Stanmore is expected to take control of the asset this year, one of three coal operations BHP has looked to sell as it responds to investor pressure to reduce its exposure to the commodity.

Stanmore said on Friday its debt deal included financiers advised or managed by Varde Partners, Canyon Capital Advisors and Farallon Capital Asia.

It puts one of the main building blocks in place for Stanmore, which is majority owned by Golden Energy and Resources, part of the empire of Indonesian family dynasty the Widjaja family.

 

Allegiance Coal set for higher prices

US based metallurgical coal miner Allegiance Coal (ASX:AHQ) is poised to enjoy a step change in its pricing from the Black Warrior mine after coke oven tests in Germany confirmed its suitability for High Vol A sales.

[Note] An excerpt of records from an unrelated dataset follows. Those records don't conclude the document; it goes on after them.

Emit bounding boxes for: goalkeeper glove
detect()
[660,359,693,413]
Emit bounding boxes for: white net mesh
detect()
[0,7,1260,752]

A large scale semi-industrial carbonisation test in a moveable wall oven at DMT Germany delivered a CSR result of 61%, comparable with High Vol A coking coals from the States.

High Vol A is the premium hard coking coal index sold from the US.

Two previous cargoes from the Black Warrior mine in Alabama have been traded at a discount to still high priced High Vol B indices so far.

Allegiance now says it will be able to negotiate pricing linked to High Vol A indices for its blended Mary Lee and Blue Creek produce. Those indices were last week trading at US$340/t FOB US East Coast.

A previously sold 55,000t Black Warrior cargo will be loaded next week through a major commodity trading house, with a second sale of 80,000t with a laycan fixed for February 20-March 2. Discussions will begin this month for future sales, which will be negotiated at the more lucrative High Vol A indices.